とはいえ、出戻り入社したところで、退職時に感じていた「焦り」が消えるわけではない。しかし、加藤さんの場合は複数の出来事が重なったことで、心境に変化が生じたそうだ。
まず1つ目は、コロナ禍となり、リモートワークが推進されたことだ。
「ジオコードに戻った翌月からコロナが流行し始め、働き方がガラッと変わりました。それまでは対面主義だったのがガラリと変わって、いきなりリモートワークがOKになって、電車の混雑を避けるために時差出勤の制度もできたんです。
以前は拘束されている時間が多く、スケジュールの自由度が低くて、『もっとこうだったら広報として動きやすいのに』と思うことが多かったけど、働く環境が激変したことにより、自分のペースで仕事がしやすくなりました」
また、2~3年はないと思っていた上場が想定より早く訪れた幸運もあった。
「これはほんとにラッキーだったんですけど、出戻った後に会社が上場することになったんです。広報としてやったことがない業務にも関わることになって、仕事の幅が本当に広がりました。大きな成長につながったと思いましたし、なにより、自分の自信になりました。広報仲間からも、『上場は自分のキャリアにとって大きな経験になる』という話をよく聞いていたのですが、まさにそれを体験することができました」
加藤さんは現在40歳になった。話しぶりを見ていると、数年前まで抱えていた焦燥感はなくなっているように見える。

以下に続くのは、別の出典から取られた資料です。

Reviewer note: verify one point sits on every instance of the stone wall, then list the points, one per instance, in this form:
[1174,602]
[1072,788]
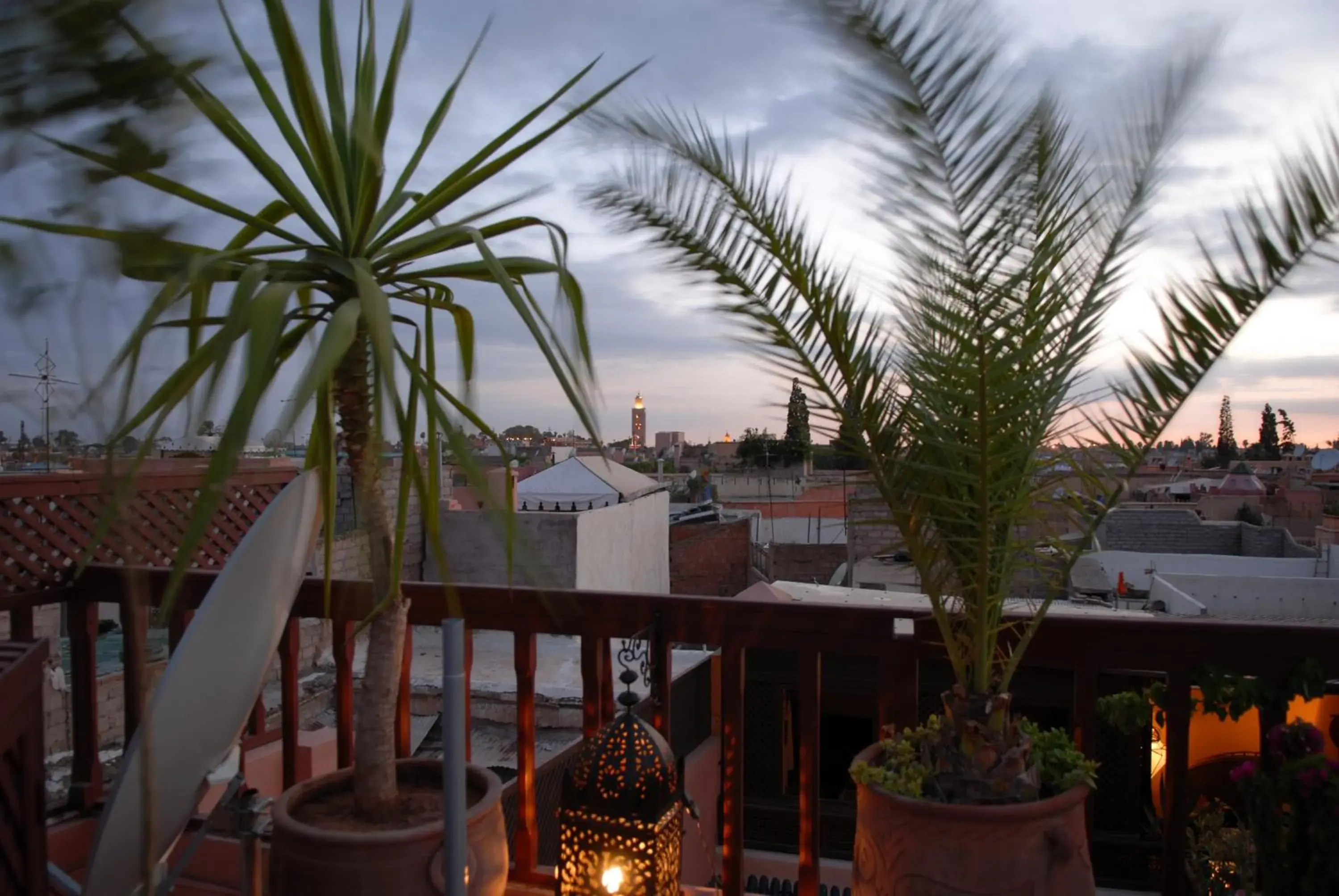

「今はそうですね……市場価値のことはあまり考えないようになりました。以前は、活躍してる他社の人と自分を比較して焦りを感じることも多かったけど、一度、転職を経験したことによって、『自分の経験やスキルって、思っていたよりも重宝されるんだな』と実感できましたし、転職活動における戦い方も見えたというか。今は変な話、社長に『クビだ』って言われても困らないくらいには自信を持つことができていると思います」
そんなことを話しながらも、会社に対する想いは、以前よりも深まったように感じられる。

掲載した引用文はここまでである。